Thinking of that story, which I wrote in the lead-up to the federal election, I researched Brookfield's investments in China, and on the real estate file I noted that, after 2015, Brookfield had made very substantial China-based real estate investments. Due to my knowledge of Beijing's United Front networks, I noted that one of the key Hong Kong investors who was connected to the projects that Brookfield was investing in was part of the Chinese People's Political Consultative Conference. That was important to me because the Central Intelligence Agency notes that people on that high-level Chinese Communist entity are involved in Beijing's global United Front networks. That's how the Chinese Communist Party brings influential people together.

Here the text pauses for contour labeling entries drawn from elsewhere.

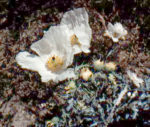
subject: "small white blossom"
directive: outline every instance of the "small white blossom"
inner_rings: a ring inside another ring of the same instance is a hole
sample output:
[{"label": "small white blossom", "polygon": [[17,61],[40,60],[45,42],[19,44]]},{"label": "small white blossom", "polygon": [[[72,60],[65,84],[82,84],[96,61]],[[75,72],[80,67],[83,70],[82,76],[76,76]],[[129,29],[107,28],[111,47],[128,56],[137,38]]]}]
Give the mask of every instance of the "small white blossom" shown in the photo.
[{"label": "small white blossom", "polygon": [[101,61],[100,59],[95,60],[95,61],[93,62],[93,65],[94,65],[94,68],[95,68],[96,70],[101,70],[101,69],[103,69],[103,68],[105,67],[104,61]]},{"label": "small white blossom", "polygon": [[113,42],[118,42],[119,39],[124,40],[127,33],[127,30],[124,29],[121,23],[116,22],[114,25],[112,25],[109,22],[104,36],[112,38]]},{"label": "small white blossom", "polygon": [[133,81],[133,83],[136,87],[140,87],[140,85],[144,83],[143,79],[138,78],[134,72],[131,72],[130,70],[128,70],[127,74],[129,76],[129,78]]},{"label": "small white blossom", "polygon": [[120,92],[117,100],[116,100],[116,105],[118,106],[121,103],[121,100],[123,99],[123,97],[126,95],[126,93],[128,92],[128,88],[127,86]]},{"label": "small white blossom", "polygon": [[60,25],[67,25],[66,29],[74,54],[80,52],[89,53],[92,30],[89,25],[89,17],[85,8],[78,8],[66,12]]},{"label": "small white blossom", "polygon": [[105,63],[105,69],[108,71],[115,71],[117,69],[117,65],[114,62]]},{"label": "small white blossom", "polygon": [[80,77],[83,80],[88,81],[92,76],[93,76],[93,73],[88,68],[82,68],[81,69]]},{"label": "small white blossom", "polygon": [[37,71],[42,82],[58,82],[75,77],[74,70],[67,68],[72,64],[74,55],[63,32],[65,29],[65,25],[50,27],[41,40],[31,45],[38,56],[27,51],[20,52],[16,56],[17,63],[22,68]]}]

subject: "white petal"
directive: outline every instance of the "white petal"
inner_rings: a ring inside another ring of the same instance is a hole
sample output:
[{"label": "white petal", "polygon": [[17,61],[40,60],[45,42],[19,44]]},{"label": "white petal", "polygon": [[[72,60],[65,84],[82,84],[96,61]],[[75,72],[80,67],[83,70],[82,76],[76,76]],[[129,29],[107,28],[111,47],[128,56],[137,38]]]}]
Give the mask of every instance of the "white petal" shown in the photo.
[{"label": "white petal", "polygon": [[42,82],[48,82],[56,78],[56,75],[46,68],[45,63],[39,56],[24,51],[17,54],[16,61],[24,69],[37,71],[41,75]]},{"label": "white petal", "polygon": [[114,26],[110,22],[108,23],[108,31],[112,33],[114,32]]},{"label": "white petal", "polygon": [[137,77],[136,73],[133,73],[132,71],[128,70],[127,74],[137,87],[140,87],[140,85],[143,84],[143,79]]},{"label": "white petal", "polygon": [[49,41],[43,37],[41,40],[34,42],[31,47],[39,56],[49,54],[53,48]]}]

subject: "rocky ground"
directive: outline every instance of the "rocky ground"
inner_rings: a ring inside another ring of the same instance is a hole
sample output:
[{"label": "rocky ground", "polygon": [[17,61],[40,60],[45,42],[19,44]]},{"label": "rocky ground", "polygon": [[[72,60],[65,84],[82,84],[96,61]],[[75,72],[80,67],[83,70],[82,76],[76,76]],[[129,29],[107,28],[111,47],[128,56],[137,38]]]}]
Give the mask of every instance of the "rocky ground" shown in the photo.
[{"label": "rocky ground", "polygon": [[[0,126],[96,127],[149,126],[150,121],[150,2],[149,0],[2,0],[0,1]],[[42,83],[37,72],[21,69],[15,60],[64,12],[85,7],[92,28],[91,53],[75,56],[72,67],[80,75],[88,67],[93,77]],[[121,22],[128,36],[114,44],[103,36],[108,22]],[[114,71],[96,70],[101,58],[116,63]],[[126,70],[144,80],[137,88]],[[110,79],[113,75],[113,80]],[[70,82],[75,88],[66,91]],[[128,92],[114,105],[126,86]],[[126,125],[126,121],[130,125]]]}]

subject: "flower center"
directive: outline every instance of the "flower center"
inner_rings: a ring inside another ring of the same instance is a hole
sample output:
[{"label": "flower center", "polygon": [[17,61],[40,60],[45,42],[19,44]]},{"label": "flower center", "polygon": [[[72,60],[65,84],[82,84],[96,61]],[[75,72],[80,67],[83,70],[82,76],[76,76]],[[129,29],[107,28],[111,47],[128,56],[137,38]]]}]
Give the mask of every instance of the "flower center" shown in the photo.
[{"label": "flower center", "polygon": [[48,59],[47,61],[47,67],[52,71],[52,72],[57,72],[60,69],[62,69],[62,66],[64,64],[64,61],[62,58],[59,56],[52,56]]},{"label": "flower center", "polygon": [[116,37],[118,37],[118,33],[117,32],[114,32],[113,33],[113,36],[116,38]]},{"label": "flower center", "polygon": [[78,39],[78,37],[75,34],[73,34],[70,37],[70,41],[71,41],[71,45],[79,45],[79,46],[81,46],[81,43],[79,42],[79,39]]}]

Therefore, I noted in my reporting that for Brookfield to get access to that same type of investment project on a major real estate deal in China, together with a very elite Hong Kong real estate tycoon.... Certainly, in my learned opinion, it would take a special kind of access to get that kind of deal. Then, tracking forward through when Prime Minister Carney joined Brookfield, in the surrounding years, I noted that the real estate market in China had plummeted. At some point, Brookfield needed to secure a sort of “reinjection” of capital, let's say, and it emerged that the Bank of China—as others have reported—was involved in bridging some capital to reinfuse that deal into China's troubled real estate market.

Stepping back from that, I noted that, with people in Mr. Carney's position in Brookfield and with Mr. Carney also travelling to China to meet with senior Communist Party officials around the time of the Bank of China assisting Brookfield with their real estate investment.... It would certainly, in my mind, raise questions around access and influence.

12:05 p.m.

Conservative

Michael Barrett Conservative Leeds—Grenville—Thousand Islands—Rideau Lakes, ON

Prime Minister Carney was the chair at Brookfield during that time, and then he entered public office. You talked about his ties, his relationships, with the regime in China. Is there any evidence to suggest that those ties have been maintained since he entered elected office?